After winning its own league and qualifying for the regional tournament, the Tufts club soccer team advanced all the way to the regional final, losing on penalty kicks. However, the team received an at-large bid, thanks to its success throughout the season.
Tufts club soccer is a student organization recognized by the Office for Campus Life. The club has grown to be a significant venture, with multiple teams and a competitive schedule, according to graduate student and team captain Andrew Bracken.
Unlike varsity sports teams at Tufts, Tufts Club Soccer receives its funding for the season from the Tufts Community Union Senate. This budget given to club soccer is meant to cover the different costs of their regular season.
“We’re underneath the... athletic department, but also get our funding from TCU,” Bracken said. “We use that funding in the regular season for game balls, [referees], fields and pretty much anything else we need.”
According to Lance Greene, assistant director of club and recreational sports at Tufts, this funding is determined on a yearly basis.
“I would assume they have a process with regard to [funding] based on past experiences … and that fluctuates on a year-to-year basis given the traveling to certain places and how much that may cost,” Greene said. “I think all of those things weigh into the decision of how much funding goes to each particular program.”
As of this year, Tufts club soccer received a total of $4,000, with $2,000 each being delegated to the A and B teams. In special cases, student organizations can reach out to the TCU Senate for supplementary funding, should they use up their original budget.
“We got more money for regionals from the TCU Senate,” Bracken said. “You can request [supplementary funding], and if they approve of it, they’ll send it to your account just as other clubs do.”
However, needing a very large budget for the trip to the national tournament, the club has had to turn in many directions to look for funding. Supplementary funding from TCU is limited in terms of which student organizations can receive it.
“Our total now [for nationals] is probably $20,000 to $22,000,” Bracken said. “TCU said that club sports only has three total supplementary funding requests, so that presented difficulty for our club director to allow us to use two out of the three.”

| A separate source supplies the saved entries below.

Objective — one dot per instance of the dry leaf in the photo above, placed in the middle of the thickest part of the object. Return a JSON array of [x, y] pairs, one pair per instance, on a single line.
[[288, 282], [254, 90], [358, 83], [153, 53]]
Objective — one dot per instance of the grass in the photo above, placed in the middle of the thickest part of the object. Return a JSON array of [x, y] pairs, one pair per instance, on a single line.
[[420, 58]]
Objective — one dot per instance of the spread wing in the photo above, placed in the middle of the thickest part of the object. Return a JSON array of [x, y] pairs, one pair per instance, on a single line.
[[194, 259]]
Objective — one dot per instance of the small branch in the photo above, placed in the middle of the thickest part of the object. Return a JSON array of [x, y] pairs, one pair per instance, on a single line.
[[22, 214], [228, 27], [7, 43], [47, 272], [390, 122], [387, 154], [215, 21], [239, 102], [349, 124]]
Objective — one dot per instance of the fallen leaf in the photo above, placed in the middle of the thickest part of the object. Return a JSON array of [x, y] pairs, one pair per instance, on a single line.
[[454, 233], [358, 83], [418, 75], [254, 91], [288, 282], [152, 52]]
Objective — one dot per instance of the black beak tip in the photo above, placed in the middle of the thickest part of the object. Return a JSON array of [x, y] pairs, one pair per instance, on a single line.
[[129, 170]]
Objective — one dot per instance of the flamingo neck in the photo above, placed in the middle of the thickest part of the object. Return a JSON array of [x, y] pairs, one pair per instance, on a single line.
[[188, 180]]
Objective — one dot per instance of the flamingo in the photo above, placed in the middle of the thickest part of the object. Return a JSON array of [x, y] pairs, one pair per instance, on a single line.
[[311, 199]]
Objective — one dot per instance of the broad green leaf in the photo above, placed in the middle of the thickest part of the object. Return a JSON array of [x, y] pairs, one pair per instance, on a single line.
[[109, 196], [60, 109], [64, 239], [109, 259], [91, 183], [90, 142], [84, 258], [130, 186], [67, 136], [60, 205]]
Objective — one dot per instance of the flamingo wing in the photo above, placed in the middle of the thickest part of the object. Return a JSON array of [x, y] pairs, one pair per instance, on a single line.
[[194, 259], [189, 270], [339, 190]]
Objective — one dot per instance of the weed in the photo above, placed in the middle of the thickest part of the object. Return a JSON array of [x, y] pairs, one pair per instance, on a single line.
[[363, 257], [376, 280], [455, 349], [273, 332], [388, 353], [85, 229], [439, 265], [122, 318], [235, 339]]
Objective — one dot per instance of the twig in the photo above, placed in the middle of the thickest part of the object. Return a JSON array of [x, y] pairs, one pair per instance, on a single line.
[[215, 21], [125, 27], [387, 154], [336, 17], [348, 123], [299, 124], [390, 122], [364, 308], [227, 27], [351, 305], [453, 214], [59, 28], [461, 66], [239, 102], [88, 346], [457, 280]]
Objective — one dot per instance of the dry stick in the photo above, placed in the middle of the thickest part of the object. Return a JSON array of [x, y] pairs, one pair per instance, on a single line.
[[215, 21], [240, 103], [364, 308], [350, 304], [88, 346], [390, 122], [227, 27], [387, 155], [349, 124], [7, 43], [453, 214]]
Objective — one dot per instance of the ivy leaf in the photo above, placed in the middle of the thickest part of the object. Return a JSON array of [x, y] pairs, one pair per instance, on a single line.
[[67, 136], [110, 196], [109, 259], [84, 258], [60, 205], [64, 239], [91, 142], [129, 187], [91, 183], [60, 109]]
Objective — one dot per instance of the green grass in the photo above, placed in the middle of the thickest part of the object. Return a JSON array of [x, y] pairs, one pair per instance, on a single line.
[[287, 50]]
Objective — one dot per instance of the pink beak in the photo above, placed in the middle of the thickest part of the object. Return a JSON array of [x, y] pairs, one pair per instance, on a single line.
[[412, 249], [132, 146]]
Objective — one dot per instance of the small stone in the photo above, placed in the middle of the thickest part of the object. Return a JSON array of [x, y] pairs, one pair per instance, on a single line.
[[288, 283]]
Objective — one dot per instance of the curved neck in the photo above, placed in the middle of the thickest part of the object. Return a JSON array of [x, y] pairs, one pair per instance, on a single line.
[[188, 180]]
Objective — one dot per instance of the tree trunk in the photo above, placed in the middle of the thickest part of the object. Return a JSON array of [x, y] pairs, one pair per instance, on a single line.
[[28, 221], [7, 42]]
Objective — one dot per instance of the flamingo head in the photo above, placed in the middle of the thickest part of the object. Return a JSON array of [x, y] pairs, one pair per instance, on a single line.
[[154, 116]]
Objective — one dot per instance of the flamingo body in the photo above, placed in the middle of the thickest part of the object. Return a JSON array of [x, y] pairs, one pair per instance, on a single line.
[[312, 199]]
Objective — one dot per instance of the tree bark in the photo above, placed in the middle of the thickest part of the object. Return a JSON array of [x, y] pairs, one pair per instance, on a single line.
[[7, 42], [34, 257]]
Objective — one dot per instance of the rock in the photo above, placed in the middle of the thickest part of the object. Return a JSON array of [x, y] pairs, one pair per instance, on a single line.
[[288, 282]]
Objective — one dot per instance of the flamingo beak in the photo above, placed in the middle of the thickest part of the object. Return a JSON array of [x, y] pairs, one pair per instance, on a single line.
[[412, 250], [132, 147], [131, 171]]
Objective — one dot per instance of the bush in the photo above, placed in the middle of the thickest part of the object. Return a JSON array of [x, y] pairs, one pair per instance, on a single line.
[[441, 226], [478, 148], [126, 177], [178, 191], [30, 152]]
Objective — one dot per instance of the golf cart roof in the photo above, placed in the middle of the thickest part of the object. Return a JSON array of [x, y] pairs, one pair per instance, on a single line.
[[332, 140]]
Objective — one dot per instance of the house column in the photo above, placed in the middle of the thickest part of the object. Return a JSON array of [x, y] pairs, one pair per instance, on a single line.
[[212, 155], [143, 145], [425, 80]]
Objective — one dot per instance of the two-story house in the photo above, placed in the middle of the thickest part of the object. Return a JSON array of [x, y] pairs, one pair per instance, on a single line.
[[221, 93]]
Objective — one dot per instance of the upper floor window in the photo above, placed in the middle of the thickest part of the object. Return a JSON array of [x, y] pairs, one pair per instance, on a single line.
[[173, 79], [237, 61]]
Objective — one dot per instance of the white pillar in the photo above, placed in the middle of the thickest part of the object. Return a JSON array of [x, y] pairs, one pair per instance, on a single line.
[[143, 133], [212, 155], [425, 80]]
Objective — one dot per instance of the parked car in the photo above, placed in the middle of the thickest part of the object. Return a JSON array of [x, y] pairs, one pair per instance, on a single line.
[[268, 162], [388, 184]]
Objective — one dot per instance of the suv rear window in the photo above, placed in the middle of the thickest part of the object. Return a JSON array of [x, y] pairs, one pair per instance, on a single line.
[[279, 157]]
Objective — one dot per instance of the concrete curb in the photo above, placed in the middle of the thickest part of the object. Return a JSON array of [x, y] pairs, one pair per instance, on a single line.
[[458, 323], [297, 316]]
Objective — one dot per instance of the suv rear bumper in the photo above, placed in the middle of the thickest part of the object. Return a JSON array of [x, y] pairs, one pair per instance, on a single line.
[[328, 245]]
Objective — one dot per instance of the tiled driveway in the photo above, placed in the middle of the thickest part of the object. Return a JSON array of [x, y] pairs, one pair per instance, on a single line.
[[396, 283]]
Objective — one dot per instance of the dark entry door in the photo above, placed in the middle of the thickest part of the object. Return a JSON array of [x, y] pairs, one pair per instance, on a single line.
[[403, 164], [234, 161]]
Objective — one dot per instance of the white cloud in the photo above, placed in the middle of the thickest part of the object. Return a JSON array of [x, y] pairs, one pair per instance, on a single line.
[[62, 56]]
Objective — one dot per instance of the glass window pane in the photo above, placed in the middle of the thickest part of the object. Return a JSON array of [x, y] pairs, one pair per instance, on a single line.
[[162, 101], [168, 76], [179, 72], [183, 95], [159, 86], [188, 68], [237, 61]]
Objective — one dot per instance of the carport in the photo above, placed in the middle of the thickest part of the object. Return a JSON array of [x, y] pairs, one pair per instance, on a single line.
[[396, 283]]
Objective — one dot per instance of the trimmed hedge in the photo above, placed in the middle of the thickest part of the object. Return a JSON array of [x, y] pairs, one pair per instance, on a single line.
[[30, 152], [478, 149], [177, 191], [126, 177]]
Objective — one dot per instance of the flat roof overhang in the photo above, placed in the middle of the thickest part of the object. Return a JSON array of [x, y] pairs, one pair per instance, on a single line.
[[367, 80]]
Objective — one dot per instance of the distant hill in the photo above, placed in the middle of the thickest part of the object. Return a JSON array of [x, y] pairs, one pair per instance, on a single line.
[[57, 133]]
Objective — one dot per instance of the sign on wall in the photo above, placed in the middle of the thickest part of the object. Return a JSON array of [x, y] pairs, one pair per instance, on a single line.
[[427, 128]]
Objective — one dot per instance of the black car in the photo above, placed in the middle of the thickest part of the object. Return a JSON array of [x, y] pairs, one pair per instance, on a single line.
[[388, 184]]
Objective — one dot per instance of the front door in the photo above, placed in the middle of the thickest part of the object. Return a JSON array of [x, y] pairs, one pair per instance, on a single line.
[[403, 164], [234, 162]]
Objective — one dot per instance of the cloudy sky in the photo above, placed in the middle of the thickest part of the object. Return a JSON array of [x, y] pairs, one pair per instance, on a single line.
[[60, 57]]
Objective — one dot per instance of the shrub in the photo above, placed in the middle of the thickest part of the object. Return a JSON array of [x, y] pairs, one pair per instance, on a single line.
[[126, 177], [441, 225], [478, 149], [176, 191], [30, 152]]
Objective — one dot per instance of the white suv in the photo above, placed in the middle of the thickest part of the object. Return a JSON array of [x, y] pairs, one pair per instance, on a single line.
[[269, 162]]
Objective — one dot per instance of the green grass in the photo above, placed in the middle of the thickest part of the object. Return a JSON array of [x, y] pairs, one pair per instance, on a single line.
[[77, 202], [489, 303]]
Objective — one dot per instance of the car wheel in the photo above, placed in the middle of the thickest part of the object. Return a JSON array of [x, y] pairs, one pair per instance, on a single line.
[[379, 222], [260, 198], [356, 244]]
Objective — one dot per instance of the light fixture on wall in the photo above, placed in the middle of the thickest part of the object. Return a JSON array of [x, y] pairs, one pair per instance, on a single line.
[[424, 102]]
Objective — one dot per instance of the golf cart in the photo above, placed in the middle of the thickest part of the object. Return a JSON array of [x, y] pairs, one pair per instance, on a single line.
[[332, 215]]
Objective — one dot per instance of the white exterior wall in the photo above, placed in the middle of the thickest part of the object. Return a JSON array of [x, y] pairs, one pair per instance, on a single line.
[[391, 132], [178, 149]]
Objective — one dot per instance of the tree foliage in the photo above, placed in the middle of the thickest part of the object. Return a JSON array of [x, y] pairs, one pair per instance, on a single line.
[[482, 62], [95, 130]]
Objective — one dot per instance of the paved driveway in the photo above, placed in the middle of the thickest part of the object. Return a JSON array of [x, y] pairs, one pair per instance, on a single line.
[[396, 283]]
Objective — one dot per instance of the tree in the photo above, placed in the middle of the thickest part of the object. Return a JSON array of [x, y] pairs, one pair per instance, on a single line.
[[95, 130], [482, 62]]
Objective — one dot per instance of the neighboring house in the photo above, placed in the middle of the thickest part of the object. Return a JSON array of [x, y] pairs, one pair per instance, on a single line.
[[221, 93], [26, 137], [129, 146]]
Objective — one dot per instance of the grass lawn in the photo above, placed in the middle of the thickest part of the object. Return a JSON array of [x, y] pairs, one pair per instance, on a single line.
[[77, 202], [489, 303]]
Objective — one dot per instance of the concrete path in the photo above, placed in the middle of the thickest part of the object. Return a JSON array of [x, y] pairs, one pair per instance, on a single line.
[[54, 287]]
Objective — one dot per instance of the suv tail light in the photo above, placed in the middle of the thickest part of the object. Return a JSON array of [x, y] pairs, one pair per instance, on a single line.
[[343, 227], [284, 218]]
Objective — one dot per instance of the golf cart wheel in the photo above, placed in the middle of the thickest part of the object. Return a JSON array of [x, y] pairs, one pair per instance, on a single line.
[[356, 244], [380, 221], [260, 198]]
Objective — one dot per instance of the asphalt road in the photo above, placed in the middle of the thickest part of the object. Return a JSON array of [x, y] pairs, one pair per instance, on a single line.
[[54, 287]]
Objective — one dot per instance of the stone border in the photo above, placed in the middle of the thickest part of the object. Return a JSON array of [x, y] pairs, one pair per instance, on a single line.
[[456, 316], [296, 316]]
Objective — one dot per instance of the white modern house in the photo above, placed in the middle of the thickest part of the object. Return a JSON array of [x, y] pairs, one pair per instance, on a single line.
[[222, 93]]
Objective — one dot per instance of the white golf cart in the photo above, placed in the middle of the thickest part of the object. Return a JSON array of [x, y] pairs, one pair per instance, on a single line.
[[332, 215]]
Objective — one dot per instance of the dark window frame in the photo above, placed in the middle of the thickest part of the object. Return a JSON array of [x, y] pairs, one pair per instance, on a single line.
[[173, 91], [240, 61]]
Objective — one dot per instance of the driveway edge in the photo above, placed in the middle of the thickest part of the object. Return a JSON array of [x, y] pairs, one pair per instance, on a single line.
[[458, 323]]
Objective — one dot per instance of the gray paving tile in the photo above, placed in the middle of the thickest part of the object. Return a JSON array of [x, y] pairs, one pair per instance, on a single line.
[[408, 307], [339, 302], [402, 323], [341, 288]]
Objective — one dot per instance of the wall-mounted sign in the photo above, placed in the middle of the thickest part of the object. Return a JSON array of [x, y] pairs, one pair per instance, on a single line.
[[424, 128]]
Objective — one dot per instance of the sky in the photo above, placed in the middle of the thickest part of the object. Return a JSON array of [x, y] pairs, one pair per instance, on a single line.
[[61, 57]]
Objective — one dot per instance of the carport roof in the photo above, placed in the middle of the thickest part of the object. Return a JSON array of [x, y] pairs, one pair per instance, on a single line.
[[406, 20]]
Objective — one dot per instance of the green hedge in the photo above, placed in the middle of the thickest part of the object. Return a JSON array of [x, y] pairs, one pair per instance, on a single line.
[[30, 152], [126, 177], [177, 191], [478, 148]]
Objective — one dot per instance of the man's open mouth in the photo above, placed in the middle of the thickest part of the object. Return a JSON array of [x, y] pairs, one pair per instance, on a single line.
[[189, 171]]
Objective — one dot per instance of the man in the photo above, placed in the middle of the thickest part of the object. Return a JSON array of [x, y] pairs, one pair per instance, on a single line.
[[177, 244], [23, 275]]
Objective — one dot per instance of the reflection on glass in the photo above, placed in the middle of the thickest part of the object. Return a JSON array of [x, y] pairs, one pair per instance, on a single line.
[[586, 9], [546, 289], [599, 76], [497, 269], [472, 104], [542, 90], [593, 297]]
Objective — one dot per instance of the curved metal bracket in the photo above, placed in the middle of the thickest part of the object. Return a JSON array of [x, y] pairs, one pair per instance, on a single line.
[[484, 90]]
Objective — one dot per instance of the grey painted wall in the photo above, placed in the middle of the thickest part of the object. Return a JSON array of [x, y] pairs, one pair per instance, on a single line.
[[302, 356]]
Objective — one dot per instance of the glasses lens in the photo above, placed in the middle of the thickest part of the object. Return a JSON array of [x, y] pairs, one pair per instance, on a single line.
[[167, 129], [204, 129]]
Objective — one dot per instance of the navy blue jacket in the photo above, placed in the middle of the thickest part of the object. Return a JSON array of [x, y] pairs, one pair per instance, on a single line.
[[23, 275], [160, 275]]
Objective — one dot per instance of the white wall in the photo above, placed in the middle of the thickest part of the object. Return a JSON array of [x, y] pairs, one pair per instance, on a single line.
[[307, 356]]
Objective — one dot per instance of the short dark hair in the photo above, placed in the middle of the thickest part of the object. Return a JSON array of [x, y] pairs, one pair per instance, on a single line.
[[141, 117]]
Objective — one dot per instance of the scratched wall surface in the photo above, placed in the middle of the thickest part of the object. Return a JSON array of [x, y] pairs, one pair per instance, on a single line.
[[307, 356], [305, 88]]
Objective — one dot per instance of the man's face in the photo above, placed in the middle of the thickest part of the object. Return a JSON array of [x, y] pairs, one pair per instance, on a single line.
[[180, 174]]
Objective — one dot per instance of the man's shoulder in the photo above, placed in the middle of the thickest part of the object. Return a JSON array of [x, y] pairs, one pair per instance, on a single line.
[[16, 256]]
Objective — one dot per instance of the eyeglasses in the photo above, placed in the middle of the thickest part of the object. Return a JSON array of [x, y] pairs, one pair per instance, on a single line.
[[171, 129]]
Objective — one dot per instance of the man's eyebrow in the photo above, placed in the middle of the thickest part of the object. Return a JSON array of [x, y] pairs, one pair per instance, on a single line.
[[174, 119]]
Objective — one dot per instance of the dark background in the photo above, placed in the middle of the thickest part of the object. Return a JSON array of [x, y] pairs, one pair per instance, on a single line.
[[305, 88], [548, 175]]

Having to fly to the tournament isn’t the only thing that is raising the budget for club soccer, according to Captain Colton Spirko.
“Obviously the trip down to Foley is costly,” Spirko wrote in an electronic message to the Daily. “We have to cover the costs of flights, lodging, transportation [to and from games], meals, and even more.”
Without access to supplementary funding, club soccer looked wherever they could at the university to scrape together parts of their budget.
“We’ve also reached out to President Monaco, whose office has been able to give us $1,000,” Bracken said. “It helps, but definitely doesn’t cover everything.”
With no other options, club succer turned to fundraising. The team has started a crowdfund, a version of GoFundMe that Tufts utilizes, and held a raffle with prizes for the winners.
“We’ve been able to do a bake sale and a raffle with gift cards and some technology so that kids can donate a lower amount and also have something to win,” Bracken said. “It's been a lot of work balancing a lot of complications between departments… [but] we’re hoping to still make more.”
With the money it has raised so far, the team was able to set off on its trip. Since it wasn’t able to raise enough, though, some spending may have to come out of players’ pockets. Nevertheless, the team plans to continue fundraising, even after the tournament is over, to ensure players are reimbursed.